18. BÖLÜM: BENİ HASTANEYE MERYEM GETİRMEDİ Mİ?

62 16 1
                                    

(Bölüm için şarkı önerisi: Zeynep Bakşi Karatağ - Talihim Yok Bahtım Kara)

Hastanedeki 3. ve son günüm bugün. Kendimi hazır hissediyorum çıkmak ve yeni bir hayata adım atmak için. Yasemin arada gelip uğradı yanıma. Meryem 3 gün boyunca yanımdan ayrılmadı. Annem ve babam ise vurulduğum ilk gece geldiler. Annem çok kalmak istedi ama ben izin vermedim. Meryem bana yeterdi. Hem öyle çok bir şeye de ihtiyacım da yoktu. Sadece onun yanımda olması bile yeterliydi benim için. İçimde belirsiz bir duygu vardı. Bir şeyler hep aklımı kurcalıyordu. Şüphe, aşk duygusuna karışıyor ilginç bir duygu ortaya çıkarıyordu. Meryem'e hala o silaha benzettiğim şeyi soramadım.
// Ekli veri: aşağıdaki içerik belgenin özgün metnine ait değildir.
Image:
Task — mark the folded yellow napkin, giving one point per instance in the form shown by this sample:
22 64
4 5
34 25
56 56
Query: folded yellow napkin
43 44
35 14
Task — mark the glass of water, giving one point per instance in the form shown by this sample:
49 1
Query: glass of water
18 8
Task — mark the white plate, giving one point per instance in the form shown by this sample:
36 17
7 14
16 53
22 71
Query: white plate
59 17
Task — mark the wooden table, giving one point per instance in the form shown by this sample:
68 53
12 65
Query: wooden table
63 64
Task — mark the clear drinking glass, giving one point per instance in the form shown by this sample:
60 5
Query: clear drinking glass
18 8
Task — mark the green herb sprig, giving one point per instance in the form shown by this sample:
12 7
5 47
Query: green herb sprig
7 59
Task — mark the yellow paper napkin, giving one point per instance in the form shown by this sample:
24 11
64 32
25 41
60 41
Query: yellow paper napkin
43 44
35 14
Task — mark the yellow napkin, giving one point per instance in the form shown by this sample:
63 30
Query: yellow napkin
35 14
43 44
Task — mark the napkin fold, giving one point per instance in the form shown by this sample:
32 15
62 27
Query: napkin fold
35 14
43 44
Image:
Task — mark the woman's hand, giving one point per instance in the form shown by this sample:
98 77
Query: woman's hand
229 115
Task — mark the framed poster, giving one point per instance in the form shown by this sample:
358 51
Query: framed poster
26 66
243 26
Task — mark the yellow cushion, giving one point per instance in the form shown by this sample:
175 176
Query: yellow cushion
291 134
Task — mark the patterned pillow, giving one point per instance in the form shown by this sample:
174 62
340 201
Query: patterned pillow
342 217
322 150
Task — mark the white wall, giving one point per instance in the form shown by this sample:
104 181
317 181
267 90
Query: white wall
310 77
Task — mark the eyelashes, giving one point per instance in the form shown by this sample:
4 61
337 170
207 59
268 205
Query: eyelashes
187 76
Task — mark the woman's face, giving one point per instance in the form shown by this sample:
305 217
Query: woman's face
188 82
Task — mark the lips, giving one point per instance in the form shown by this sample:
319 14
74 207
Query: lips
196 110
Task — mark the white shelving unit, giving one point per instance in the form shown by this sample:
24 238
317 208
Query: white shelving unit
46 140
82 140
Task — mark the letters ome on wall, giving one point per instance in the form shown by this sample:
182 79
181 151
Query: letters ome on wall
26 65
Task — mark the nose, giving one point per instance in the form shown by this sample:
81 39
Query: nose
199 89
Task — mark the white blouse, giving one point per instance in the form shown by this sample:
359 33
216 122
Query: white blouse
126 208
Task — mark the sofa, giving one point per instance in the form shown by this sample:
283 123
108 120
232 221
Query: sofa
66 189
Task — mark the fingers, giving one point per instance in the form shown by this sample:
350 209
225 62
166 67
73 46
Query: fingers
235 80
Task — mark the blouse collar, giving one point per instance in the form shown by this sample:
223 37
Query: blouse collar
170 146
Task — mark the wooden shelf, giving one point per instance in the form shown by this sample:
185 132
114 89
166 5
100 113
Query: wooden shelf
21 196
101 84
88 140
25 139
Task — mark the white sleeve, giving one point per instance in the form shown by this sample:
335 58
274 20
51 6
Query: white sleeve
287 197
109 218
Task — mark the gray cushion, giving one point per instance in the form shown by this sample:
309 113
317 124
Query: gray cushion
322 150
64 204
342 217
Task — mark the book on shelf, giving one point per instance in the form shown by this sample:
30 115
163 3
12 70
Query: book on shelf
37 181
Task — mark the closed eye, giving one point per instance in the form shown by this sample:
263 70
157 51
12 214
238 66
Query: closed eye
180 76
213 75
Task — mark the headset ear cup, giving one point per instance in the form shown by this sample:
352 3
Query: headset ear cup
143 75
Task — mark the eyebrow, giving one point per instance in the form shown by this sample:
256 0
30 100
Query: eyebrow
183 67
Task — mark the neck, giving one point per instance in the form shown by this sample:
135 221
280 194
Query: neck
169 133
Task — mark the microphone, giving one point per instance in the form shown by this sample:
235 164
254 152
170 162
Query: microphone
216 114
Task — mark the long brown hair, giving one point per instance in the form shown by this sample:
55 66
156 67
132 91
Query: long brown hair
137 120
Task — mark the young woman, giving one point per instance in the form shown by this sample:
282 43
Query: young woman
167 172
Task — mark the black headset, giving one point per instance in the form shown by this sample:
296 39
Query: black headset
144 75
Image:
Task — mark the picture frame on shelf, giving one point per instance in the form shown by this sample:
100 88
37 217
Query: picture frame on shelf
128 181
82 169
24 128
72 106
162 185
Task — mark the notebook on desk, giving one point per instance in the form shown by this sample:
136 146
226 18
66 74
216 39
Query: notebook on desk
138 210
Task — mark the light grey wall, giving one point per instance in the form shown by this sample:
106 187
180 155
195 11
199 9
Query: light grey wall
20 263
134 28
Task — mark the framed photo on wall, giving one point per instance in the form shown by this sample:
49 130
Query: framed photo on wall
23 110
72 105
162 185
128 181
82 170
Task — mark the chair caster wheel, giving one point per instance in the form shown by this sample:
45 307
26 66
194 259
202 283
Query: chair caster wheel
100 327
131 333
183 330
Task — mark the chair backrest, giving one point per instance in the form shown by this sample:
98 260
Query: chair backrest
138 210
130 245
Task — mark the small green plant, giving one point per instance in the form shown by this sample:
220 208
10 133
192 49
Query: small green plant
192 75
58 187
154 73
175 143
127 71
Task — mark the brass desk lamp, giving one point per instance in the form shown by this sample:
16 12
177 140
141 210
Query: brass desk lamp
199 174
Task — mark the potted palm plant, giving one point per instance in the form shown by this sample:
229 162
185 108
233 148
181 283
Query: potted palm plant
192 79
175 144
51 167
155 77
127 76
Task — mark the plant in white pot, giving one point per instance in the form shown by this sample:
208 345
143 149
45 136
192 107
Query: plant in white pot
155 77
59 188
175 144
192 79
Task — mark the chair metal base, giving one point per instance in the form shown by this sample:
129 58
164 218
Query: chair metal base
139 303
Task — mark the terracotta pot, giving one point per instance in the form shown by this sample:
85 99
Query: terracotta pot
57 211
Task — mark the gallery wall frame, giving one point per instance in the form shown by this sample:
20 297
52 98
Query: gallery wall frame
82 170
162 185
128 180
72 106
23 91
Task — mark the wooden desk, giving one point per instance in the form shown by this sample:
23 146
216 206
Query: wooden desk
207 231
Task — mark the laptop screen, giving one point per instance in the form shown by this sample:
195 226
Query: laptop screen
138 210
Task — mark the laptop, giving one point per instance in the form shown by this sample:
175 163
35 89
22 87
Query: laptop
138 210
Neden ağladığını da bilmiyordum. Ağlayınca ben de kesin olarak onun yaptığını düşündüm ama neden yapsın diyorum şu an. Şimdi yanımda sımsıkı sarılırken insan böyle kötü düşünemiyor. Yine oturup Meryemle sohbet ederken kapı açıldı. Doktorum gelmişti ve sanırım durumum hakkında bilgi verecekti. "Merhaba. Son raporlarımızı da inceledik. Bugün taburcu olmaya hazırsınız." Gülerek kafamla onayladım doktoru. "Çok teşekkür ederim. Gerçekten benim hayatımı kurtardınız. Size nasıl teşekkür etsem bilemiyorum." Doktor "Estağfurullah ne demek. Bizim görevimiz bu. Ayrıca teşekkürü bize değil sizi buraya getiren hanımefendiye etmelisiniz bence. Çünkü o sizi biraz daha geç getirseydi maalesef sizi kaybedebilirdik." Yüzümde gurur ve şefkat dolu bir tebessümle Meryem'e baktım. Alnından öptüm teşekkür ettim (...)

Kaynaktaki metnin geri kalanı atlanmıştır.